41- İnsan, binlerce yaşasa, arzu ettiği şeylere kavuşsa bile, yine dileği bitmez.
42- İnsanı dil kıymetlendirir ve insan onunla saadet bulur. İnsanı dil kıymetten düşürür ve insanın dili yüzünden başı gider.
43- İnsanların seçkini insanlığa faydalı olan insandır. Halk nazarında muteber kimse, merhametli olan insandır.
44- İyi hareket et, kötülerin zararlarını ortadan kaldır!
45- Kara toprak altındaki altın, taştan farksızdır. Oradan çıkınca, beylerin başında tuğ tokası olur.
46- Kimin sana biraz emeği geçerse, sen ona karşılık daha fazlasını yapmalısın.
47- Menfaat sandalyeye benzer; başında taşırsan seni küçültür, ayağının altına alırsan seni yükseltir.
48- Öfke ve gazapla işe yaklaşma; eğer yaklaşırsan, ömrü heder edersin.

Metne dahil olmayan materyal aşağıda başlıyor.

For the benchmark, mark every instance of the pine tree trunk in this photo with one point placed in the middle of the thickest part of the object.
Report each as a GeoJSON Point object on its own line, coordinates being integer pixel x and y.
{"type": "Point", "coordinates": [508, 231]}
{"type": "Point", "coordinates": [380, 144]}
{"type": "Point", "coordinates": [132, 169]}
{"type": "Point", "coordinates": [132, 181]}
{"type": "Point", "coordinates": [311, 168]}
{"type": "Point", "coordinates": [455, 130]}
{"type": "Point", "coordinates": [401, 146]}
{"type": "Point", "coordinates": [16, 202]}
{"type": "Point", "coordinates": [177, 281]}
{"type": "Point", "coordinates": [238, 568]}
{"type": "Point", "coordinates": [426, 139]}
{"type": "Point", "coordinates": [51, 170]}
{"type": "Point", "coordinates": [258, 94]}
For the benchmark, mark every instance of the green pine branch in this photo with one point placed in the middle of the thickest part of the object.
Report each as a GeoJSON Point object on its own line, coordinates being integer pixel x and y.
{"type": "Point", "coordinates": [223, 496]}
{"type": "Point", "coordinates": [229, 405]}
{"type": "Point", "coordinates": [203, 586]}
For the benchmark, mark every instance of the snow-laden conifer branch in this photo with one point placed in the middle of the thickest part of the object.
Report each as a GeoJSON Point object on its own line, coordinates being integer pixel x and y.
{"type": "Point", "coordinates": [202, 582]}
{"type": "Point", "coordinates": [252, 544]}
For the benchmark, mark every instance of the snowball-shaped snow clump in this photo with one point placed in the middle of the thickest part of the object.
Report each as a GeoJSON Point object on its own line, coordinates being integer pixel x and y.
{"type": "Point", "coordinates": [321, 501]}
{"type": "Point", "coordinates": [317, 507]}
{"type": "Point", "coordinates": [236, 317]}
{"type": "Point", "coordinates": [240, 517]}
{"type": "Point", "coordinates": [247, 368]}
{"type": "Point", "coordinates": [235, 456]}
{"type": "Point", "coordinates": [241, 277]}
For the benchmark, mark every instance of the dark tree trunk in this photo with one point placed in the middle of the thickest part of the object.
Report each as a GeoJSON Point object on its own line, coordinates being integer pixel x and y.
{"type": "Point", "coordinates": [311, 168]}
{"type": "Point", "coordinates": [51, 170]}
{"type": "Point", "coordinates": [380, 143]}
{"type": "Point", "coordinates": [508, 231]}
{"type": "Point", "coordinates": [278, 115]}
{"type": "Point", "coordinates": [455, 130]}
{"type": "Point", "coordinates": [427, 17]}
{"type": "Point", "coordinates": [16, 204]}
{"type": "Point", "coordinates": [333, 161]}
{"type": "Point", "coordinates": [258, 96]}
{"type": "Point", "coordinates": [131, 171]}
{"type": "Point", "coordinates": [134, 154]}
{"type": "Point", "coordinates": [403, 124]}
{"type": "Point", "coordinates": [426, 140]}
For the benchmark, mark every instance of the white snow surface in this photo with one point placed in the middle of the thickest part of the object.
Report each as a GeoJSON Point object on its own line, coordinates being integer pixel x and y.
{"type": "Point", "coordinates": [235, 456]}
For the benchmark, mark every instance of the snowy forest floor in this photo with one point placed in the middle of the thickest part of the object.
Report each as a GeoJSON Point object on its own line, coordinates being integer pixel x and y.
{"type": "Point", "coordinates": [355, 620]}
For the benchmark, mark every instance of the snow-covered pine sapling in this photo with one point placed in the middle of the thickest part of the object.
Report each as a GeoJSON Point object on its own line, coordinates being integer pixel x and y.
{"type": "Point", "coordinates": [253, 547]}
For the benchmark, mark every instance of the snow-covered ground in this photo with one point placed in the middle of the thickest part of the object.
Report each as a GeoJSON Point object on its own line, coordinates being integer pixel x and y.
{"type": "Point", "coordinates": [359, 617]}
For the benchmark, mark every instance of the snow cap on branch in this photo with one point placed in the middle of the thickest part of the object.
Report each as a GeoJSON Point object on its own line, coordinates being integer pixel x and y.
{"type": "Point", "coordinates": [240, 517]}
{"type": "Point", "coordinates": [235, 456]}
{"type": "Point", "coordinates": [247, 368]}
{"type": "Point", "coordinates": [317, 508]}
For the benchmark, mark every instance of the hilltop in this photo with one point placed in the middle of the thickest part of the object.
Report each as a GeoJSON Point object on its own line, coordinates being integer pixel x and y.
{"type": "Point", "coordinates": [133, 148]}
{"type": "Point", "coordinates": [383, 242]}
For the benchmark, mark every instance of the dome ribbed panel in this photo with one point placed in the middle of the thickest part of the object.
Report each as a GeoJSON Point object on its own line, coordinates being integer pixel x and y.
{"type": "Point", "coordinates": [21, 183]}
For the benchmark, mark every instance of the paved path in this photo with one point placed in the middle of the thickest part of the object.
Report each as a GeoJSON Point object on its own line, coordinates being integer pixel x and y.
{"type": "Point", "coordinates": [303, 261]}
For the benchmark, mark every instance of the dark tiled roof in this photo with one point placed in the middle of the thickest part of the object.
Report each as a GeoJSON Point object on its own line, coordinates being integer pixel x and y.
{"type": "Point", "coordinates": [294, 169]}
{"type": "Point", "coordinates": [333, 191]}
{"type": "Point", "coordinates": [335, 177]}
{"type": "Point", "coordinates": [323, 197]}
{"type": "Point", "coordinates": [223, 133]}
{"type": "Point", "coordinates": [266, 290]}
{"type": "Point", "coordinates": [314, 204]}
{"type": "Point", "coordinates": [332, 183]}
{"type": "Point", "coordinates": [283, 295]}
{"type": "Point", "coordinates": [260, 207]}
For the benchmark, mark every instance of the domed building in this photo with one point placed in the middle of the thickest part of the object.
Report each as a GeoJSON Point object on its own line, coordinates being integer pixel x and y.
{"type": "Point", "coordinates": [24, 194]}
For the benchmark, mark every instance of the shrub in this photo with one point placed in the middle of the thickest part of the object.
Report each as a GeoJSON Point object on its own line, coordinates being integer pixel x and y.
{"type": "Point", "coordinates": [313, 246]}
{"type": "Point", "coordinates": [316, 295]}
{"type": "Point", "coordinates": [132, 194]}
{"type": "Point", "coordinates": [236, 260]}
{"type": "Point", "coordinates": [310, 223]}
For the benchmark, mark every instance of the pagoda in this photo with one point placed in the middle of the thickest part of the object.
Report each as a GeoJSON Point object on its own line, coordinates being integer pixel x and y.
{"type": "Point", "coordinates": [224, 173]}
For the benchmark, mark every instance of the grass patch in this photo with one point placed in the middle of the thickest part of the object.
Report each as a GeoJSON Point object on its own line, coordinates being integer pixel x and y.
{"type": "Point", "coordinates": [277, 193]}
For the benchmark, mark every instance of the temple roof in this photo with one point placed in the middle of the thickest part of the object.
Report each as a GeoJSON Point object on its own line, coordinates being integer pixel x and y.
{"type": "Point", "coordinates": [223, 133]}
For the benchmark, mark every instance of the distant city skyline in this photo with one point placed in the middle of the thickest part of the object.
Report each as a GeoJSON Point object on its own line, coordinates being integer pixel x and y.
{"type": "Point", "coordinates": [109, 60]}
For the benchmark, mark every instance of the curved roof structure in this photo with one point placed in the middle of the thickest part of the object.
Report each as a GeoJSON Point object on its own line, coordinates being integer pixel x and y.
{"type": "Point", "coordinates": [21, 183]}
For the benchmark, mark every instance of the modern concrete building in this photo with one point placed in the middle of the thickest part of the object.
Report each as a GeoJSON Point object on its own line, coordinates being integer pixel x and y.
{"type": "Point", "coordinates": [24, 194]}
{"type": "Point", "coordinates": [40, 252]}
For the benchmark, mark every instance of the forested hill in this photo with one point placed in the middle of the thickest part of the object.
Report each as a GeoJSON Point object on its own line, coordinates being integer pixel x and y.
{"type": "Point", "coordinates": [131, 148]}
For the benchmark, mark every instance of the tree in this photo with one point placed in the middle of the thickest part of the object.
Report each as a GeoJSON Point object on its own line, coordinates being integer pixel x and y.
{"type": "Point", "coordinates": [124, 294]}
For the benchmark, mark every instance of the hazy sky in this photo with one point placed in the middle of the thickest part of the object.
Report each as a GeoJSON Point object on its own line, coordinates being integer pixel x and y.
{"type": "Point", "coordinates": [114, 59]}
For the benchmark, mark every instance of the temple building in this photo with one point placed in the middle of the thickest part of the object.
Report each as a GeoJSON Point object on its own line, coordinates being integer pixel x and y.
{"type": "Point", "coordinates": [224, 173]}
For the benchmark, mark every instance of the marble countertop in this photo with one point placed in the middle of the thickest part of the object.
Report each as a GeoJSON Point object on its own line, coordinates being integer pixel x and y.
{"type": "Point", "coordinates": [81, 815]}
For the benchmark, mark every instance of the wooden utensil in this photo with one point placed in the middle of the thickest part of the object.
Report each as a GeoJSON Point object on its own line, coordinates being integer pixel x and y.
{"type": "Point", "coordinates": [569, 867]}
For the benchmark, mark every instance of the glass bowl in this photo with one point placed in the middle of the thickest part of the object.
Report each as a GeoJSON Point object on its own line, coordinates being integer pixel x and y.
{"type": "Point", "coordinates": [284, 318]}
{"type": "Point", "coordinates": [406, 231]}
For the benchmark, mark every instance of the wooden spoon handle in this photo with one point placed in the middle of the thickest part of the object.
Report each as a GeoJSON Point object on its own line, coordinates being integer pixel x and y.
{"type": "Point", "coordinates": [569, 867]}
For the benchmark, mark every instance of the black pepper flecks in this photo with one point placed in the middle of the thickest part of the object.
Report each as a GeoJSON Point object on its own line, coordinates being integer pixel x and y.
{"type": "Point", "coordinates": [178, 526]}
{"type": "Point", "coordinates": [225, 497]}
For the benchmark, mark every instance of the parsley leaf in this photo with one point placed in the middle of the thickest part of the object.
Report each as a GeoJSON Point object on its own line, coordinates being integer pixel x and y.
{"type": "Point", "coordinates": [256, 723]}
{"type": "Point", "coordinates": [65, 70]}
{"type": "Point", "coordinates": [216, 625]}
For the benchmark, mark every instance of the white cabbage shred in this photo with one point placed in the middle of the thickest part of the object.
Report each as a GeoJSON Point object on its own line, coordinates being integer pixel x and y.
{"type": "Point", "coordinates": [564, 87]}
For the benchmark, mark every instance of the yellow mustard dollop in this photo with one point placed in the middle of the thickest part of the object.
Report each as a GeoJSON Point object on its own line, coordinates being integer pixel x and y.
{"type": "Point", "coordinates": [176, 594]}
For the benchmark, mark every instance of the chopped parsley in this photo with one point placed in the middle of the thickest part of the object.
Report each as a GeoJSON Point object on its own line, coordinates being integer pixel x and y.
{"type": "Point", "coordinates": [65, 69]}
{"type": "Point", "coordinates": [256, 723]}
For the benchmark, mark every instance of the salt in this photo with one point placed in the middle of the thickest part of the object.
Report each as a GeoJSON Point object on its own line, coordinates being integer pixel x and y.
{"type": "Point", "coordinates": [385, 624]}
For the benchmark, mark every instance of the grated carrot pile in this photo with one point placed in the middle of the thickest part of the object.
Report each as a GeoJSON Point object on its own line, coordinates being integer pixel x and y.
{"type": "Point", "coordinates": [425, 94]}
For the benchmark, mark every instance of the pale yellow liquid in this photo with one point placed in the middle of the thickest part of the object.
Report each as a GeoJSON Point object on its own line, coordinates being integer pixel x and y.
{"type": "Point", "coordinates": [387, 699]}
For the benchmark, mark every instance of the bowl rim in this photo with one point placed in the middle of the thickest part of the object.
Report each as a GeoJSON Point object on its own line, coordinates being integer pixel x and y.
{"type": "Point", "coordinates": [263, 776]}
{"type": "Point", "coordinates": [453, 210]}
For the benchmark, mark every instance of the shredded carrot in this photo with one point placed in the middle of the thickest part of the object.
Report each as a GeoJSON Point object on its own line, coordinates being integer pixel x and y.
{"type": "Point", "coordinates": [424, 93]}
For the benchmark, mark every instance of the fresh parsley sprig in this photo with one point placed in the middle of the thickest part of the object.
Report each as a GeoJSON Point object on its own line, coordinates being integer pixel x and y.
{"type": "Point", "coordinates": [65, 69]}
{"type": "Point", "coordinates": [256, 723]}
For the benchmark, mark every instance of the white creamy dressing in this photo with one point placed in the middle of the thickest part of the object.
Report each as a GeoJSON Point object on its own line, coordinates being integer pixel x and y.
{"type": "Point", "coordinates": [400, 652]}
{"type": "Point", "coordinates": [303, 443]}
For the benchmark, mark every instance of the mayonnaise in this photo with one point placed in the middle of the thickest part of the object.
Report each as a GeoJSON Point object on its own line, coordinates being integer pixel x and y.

49- Söz ağızda iken sahibinin esiridir, ağızdan çıktıktan sonra sahibi onun esirdir.
50- Yalnız kendi menfaatini gözeten dosta gönül bağlama. Fayda görmezse, sana düşman olur, ondan vazgeç.
Halil İbrahim Bereketi
Vaktiyle birbirini çok seven iki kardeş varmış. Büyüğü Halil, küçüğü ise İbrâhim… Halil, evli çocuklu, İbrahim ise bekârmış. Ortak bir tarlaları varmış iki kardeşin. Ne mahsul çıkarsa, pay eder, bununla geçinip giderlermiş. Bir yıl, yine harman yapmışlar buğdayı. İkiye ayırmışlar. İş kalmış taşımaya.
Halil:
– İbrahim kardeşim, ben gidip çuvalları getireyim. Sen buğdayı bekle.
– Peki ağabey, demiş İbrahim.
Ve Halil gitmiş çuval getirmeye. O gidince, düşünmüş İbrahim “Ağabeyim evli, çocuklu. Daha çok buğday lazım onun evine…” diye.
Ve kendi payından bir miktar atmış onunkine.
Az sonra Halil çıkagelmiş.
– Haydi İbrahim, önce sen doldur da taşı ambara.
– Peki ağabey!
İbrahim, kendi yığınından bir çuval doldurup düşmüş yola. O gidince, Halil düşünmüş bu defa. “Çok şükür, ben evliyim, kurulu bir düzenim de var. Ama kardeşim bekâr. O daha çalışıp para biriktirip ev kuracak.” Böyle düşünerek, kendi payından onunkine atmış birkaç kürek. Velhasıl, biri gittiğinde diğeri aktarırmış kardeşinin payına. Birbirlerinden habersiz etmişler akşamı. Bakmışlar ki buğdaylar bir türlü bitmiyor, hatta azalmamış bile.
Bu kadar iyi yürekli iki kardeşin hiçbir işi ters gitmemiş. Ürünleri bereketli, dostlukları ise hep hayırlı olmuş.
“Bereket” denilince, bu kardeşler akla gelir. Birbiri için çabalayan bu bereketin adı ise “Halil İbrahim” bereketidir.